Die Hammer Straße ist eine von sechs Ausfallstraßen Münsters, aber nicht gerade die schönste Straße der Stadt. Und doch ist sie die liebste Straße der Rapper von Kir Royal. Eben weil sie so unspektakulär ist.

"Hammer Street, die geile Meile, meistens klein und spießig, gemachtes Beet statt Szenetyp, genau den Scheiß, den lieb ich.”

Nordstadt Blues (IndiRekt, Pappmaul & Heideck)

Wer über die Dortmunder Nordstadt sprechen möchte, kann über ihre Probleme nicht schweigen. Die Rapper IndiRekt, Pappmaul und Heideck tun das auch nicht - die Nordstadt gilt schließlich als eines der größten Problemviertel NRWs - aber sie sehen auch die Hilfsbereitschaft und den Zusammenhalt.

"Nordstadt, hier werden Grundrechte zum Spielball, man macht, watt man will, hier hat niemand was zu sagen, und Kinder spielen verstecken zwischen Sperrmüll auf den Straßen."

Bochum (Herbert Grönemeyer)

Herbert Grönemeyer kam in Göttingen zur Welt, doch als er ein Jahr alt war, zogen seine Eltern mit ihm nach Bochum. Dort machte er Abi, wurde musikalischer Leiter am Schauspielhaus. Mit dem Album "4630” feierte er 1984 seinen Durchbruch, der darauf enthaltene Song "Bochum” wurde zum bekanntesten Popsong über eine deutsche Stadt.

"Dein Grubengold hat uns wieder hochgeholt, du Blume im Revier. Bochum, ich komm' aus dir. Bochum, ich häng' an dir. Glück auf, Bochum.”

Gelsenkirchen (Georg Kreisler)

Als der NDR dieses Lied des österreichischen Musikers Georg Kreisler 1961 sendete, protestierte die Gelsenkirchener Stadtspitze vehement. Ganz und gar nicht gefiel dem Oberstadtdirektor, dass Kreisler ein, zwei, drei oder sogar vier spöttische Zeilen eingebaut hatte.

"Das gibt es nur bei uns in Gelsenkirchen. Fahren auch Sie statt an die Riviera im Urlaub zu uns. Ruhen Sie aus im Schatten der Meiler auf einem Strand von Anthrazit. Statt der Seeluft atmen Sie Pressluft oder Kohlendioxid. Wo ist der Kinobesuch und der Alkoholismus erheblich? Wo ist die Bettwäsche grau und die Seifenreklame vergeblich?”

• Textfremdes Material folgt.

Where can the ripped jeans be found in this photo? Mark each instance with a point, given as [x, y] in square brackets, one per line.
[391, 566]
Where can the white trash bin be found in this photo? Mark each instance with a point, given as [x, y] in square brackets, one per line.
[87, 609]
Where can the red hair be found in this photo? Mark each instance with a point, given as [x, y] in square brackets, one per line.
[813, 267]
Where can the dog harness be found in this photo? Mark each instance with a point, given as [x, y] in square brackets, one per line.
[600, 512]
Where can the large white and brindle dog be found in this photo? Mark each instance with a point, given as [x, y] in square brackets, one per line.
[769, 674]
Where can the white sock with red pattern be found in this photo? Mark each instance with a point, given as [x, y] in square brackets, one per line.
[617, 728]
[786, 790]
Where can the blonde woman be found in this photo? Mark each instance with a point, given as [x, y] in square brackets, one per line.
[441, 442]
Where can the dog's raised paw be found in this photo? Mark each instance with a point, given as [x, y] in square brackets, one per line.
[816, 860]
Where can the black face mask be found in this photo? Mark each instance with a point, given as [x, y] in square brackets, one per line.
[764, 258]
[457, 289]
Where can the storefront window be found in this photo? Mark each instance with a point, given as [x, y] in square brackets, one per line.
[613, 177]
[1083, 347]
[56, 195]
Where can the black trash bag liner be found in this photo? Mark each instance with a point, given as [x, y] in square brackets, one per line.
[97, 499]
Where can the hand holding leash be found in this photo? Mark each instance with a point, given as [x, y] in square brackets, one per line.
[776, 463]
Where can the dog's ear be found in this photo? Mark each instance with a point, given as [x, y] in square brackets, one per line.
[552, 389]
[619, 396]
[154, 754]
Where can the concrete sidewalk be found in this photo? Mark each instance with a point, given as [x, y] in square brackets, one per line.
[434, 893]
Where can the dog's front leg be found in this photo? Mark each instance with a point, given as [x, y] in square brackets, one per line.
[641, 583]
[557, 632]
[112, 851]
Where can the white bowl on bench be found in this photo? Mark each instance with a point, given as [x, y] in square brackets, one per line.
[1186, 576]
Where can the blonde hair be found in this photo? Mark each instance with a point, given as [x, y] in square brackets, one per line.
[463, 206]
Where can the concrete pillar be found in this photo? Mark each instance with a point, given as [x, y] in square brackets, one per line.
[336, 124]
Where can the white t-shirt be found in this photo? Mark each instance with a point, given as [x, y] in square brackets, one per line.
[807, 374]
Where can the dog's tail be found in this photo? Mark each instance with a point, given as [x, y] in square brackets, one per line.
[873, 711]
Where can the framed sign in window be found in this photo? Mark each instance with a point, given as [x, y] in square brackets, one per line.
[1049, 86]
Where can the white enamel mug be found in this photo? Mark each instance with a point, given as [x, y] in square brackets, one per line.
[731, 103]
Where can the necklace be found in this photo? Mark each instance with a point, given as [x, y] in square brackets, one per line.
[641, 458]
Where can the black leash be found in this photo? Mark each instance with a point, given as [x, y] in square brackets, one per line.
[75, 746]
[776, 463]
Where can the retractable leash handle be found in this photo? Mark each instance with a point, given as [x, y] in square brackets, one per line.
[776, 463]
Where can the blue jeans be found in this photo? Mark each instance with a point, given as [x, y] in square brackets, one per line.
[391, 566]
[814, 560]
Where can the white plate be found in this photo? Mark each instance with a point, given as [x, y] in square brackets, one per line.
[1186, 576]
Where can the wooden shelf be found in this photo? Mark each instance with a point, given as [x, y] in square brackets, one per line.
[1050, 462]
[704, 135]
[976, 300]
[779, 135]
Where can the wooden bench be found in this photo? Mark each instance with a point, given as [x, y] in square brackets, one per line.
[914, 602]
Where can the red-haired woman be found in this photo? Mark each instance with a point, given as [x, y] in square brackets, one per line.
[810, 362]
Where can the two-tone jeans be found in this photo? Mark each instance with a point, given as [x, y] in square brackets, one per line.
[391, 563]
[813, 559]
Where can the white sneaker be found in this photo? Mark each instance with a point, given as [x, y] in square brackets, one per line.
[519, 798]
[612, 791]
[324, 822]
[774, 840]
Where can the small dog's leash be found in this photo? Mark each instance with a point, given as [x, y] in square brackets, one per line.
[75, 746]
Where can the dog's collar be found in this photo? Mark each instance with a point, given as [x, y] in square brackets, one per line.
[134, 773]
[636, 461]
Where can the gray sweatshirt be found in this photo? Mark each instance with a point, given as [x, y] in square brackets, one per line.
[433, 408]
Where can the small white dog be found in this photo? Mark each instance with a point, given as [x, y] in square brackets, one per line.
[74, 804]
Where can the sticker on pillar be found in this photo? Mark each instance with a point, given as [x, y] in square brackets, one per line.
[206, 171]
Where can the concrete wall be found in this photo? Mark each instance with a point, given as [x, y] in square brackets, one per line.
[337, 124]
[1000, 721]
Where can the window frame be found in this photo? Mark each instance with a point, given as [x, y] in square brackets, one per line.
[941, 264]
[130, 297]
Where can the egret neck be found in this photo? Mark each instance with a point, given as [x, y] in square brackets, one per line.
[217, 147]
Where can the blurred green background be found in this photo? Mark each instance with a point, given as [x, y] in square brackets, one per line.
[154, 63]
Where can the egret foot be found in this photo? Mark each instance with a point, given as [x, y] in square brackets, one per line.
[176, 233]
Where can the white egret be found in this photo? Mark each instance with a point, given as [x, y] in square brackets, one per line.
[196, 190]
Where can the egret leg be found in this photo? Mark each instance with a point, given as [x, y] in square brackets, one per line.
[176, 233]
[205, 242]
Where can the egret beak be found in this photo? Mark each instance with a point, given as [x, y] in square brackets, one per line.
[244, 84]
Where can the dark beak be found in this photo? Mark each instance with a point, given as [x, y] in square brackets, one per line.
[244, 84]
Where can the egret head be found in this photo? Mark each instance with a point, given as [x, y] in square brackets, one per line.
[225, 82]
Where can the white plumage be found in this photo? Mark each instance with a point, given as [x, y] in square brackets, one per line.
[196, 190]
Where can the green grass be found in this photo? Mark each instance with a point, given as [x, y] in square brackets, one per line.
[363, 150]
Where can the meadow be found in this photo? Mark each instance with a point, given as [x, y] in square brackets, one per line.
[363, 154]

Rätselhaftes Bielefeld (Udo Lindenberg)

Mit Bielefeld hat dieser Song nicht viel am Hut. Der Ich-Erzähler, also Udo Lindenberg, berichtet, wie er bei einem Hai-Angriff stirbt, zuerst in die Hölle kommt, dann in den Himmel und schließlich auf die Venus. Doch im Refrain hat Bielefeld seinen großen Auftritt - vermutlich bloß, weil es sich auf Welt reimt.

"Und sehen wir uns nicht in dieser Welt, dann sehen wir uns in Bielefeld!”

Kiosk (Flowerpornoes)

Tom Liwa, Sänger der Flowerpornoes, war nie bodenständig und passte deshalb auch nie so richtig in seine Heimatstadt Duisburg. Vermutlich hat er aus diesem Grund nie eine Hymne auf die Stadt geschrieben. In dem Song "Kiosk” von 1993 allerdings fällt der Name gleich zu Beginn. Was der Rest des Stücks mit Duisburg zu tun hat und worum es überhaupt geht - unklar.

"Duisburg, ich kenn alles hier, jedes scheiß Gefühl."

Inspiriert wurde dieser Text durch Susanne Kriegs Popsong-Stadtplan von Hamburg.